Christmas is almost upon us and, if you take your cue from TV-ads, you’d think everyone was absolutely thrilled about that. However, the chances are that there’s a part of you that’s a bit nervous because, in reality, the expectations we place on Christmas, and the pressure it puts on our relationships, can be massive. Whether you’re attending or hosting a family Christmas, or planning to avoid it altogether, here are some tips for managing your Christmas stress more effectively this year:
1. Christmas is the perfect storm when it comes to emotions: people are tired, away from their home environment (or have guests), there’s a lot of rich food and alcohol, a huge expectation of ‘fun’ and ‘togetherness’ – not to mention the old ‘family buttons’ waiting to go off at a moments notice. Add all these factors together, and the chances are that something or someone’s going to have a wobble. It’s not the end of the world if it does; the trick is not to overreact. Keep an eye on your feelings and if you notice that you’re getting wound up, step outside or pop into the bathroom and take ten mindful breaths: focus on the feeling of the breath as it comes in and flows out; notice the feeling of your stomach rising and falling. Once you feel like you’re really ‘in’ your body again (rather than going ‘out’ of your mind), you can rejoin the fun!
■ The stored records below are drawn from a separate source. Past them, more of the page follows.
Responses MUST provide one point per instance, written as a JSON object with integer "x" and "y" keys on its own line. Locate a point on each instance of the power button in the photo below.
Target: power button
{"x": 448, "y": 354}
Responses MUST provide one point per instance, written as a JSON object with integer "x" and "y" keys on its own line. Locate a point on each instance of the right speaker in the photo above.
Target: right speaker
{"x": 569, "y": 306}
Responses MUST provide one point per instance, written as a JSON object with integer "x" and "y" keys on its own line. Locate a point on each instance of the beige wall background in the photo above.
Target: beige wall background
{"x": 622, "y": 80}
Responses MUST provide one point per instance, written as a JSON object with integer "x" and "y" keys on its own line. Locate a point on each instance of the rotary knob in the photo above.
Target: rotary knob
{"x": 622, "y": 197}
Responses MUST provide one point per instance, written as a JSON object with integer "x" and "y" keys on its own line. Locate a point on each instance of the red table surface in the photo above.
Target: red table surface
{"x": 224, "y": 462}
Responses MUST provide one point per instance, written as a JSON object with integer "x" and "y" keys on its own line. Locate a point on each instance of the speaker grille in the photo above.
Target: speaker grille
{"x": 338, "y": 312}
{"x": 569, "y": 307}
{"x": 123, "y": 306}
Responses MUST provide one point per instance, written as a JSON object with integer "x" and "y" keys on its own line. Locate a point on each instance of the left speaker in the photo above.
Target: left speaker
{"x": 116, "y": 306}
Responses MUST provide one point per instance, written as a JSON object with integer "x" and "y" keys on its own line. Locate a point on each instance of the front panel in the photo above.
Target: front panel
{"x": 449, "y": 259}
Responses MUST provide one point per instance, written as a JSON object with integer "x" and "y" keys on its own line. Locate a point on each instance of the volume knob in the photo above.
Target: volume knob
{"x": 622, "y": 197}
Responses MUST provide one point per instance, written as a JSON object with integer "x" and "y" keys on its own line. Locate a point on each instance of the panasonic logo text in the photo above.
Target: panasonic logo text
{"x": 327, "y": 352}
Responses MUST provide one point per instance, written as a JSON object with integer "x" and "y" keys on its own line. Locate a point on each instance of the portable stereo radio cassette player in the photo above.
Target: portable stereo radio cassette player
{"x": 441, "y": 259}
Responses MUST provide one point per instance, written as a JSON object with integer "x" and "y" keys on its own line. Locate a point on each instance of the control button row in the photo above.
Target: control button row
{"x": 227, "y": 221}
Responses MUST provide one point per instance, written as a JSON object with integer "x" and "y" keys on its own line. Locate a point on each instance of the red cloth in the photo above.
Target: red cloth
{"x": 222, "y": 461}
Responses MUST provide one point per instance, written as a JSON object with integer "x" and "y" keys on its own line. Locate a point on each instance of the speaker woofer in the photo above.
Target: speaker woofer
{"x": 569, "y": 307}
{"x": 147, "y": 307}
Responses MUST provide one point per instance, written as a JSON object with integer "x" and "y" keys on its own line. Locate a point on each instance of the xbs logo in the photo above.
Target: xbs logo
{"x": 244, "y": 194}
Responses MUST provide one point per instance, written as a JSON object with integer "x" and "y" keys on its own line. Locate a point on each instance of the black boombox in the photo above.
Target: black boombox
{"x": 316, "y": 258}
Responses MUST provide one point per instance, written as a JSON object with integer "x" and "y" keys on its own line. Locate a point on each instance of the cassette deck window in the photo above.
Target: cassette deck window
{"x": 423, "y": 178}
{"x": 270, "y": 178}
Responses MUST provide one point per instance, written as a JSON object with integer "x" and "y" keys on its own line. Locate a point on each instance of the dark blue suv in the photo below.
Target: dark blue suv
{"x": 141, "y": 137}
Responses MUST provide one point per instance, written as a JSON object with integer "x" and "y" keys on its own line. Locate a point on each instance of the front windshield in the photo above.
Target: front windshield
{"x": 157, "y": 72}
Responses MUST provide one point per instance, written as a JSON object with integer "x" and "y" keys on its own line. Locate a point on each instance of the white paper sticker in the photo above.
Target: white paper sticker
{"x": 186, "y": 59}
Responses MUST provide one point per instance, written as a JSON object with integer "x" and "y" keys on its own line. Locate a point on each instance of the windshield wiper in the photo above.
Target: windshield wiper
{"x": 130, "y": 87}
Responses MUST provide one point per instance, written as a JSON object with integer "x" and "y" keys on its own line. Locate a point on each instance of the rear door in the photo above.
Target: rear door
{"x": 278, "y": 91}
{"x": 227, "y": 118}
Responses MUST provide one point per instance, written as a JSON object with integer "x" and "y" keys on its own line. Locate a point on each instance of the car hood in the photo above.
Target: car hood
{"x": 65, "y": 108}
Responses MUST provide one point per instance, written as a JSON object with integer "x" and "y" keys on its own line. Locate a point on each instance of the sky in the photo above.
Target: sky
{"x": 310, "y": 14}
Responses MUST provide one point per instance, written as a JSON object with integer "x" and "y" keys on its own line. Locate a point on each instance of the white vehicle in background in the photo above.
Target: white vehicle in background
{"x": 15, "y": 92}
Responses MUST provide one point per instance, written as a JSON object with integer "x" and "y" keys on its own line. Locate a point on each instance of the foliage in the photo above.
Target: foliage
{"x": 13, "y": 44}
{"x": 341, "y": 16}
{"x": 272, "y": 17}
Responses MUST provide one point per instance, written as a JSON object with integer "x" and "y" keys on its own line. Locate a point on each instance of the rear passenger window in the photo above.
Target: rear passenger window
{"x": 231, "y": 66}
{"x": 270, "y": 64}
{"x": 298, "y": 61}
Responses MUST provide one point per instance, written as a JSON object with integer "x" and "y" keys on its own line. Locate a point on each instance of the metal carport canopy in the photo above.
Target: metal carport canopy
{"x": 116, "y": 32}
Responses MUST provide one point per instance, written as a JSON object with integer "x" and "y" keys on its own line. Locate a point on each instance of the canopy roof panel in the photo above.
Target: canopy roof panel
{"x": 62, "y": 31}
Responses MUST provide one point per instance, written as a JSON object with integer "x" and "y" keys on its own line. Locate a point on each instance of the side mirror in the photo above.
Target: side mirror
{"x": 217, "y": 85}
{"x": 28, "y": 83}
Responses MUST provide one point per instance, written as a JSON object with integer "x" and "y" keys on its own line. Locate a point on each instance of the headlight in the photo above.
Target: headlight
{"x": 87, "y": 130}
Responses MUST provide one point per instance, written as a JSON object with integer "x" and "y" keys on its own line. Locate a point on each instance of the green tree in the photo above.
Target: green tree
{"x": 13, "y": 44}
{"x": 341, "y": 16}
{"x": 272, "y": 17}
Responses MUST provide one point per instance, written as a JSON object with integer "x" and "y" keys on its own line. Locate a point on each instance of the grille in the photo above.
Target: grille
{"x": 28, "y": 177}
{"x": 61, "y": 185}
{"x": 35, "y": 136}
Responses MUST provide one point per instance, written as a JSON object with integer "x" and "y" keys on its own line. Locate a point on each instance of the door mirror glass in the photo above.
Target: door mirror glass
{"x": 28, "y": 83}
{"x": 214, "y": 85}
2. The pressure to ‘conform’ at Christmas can be really challenging if you’re single, divorced, childless, without family or estranged from your family. It can be easy to feel oppressed and alienated by the status quo, especially as Christmas now seems to start on November 6th! If you’re feeling ‘left out’ or the family oddball, it’s important to get some perspective on your situation and not allow yourself to feel victimised. The media portrayal of Christmas is a fantasy that, in reality, exists in very few homes, and the fact is that nobody can make you feel like an ‘oddball’ without your permission.
3. The social pressure to overextend yourself financially at Christmas is very strong. Your relationship with money is one that comes under a lot of stress at Christmas, and you may find that a lot of old unconscious patterns get played out in this arena. When you add that to competition dynamics between siblings, wanting to impress your parents, or trying to give your children ‘a good Christmas’ to make up for a relationship breakdown, things can spiral out of control quite easily. This year, see if you can bring your awareness to your relationship with money, and try and make it a healthier one. A calm and loving Christmas is the one that will be remembered fondly, not the one where the most debt was incurred.
4. Bringing together your extended family for a few days sometimes feels more like a psychology experiment than a good idea for a party! Depending on your family, the chances are that some of you are more psychologically mature than others because psychological maturity is not something that comes with the length of life, but the depth of it. Grandparents are just as capable of behaving like children as anyone else, particularly when they don’t get their own way! All families are ‘systems’ and each person in the family plays a role. This year, try to see if you can feel when you’re moving into that role, and work out whether it’s really ‘you’ anymore… Just one person shifting their awareness to a higher level, and refusing to ‘buy into’ the family dynamic, can help everyone remain in a more adult frame of mind. Be the change you wish to see, and see what changes…
5. No matter what’s going on around you, keeping yourself physically and mentally healthy during Christmas will reap huge rewards. If you’re planning to have a blow-out on Christmas lunch, be aware that the sugar-crash in the afternoon after it is likely to lead to a lot of frayed tempers. Add to that the exhaustion of the hosts and cooks, and the effects of alcohol, and there’s a strong possibility that someone will lose it. The best thing to do is to get out of the house and go for a walk – the exercise will help you physically and emotionally and you won’t be around when someone wakes up grumpy as hell from their post-lunch nap with a hangover and sugar-crash! In fact, the more people you can persuade outdoors for a walk, the better.
By having a healthier perspective on Christmas this year, you stand a greater chance of creating happy memories for all of you. Dial down your expectations, and dial-up your compassion for yourself and for others on this stressful day. Whatever your family dynamics, you can make it a more enjoyable Christmas for yourself and whoever is around you by being aware of your feelings, and managing them intelligently.
Peace and goodwill to all men. That includes yourself, and even your annoying relatives.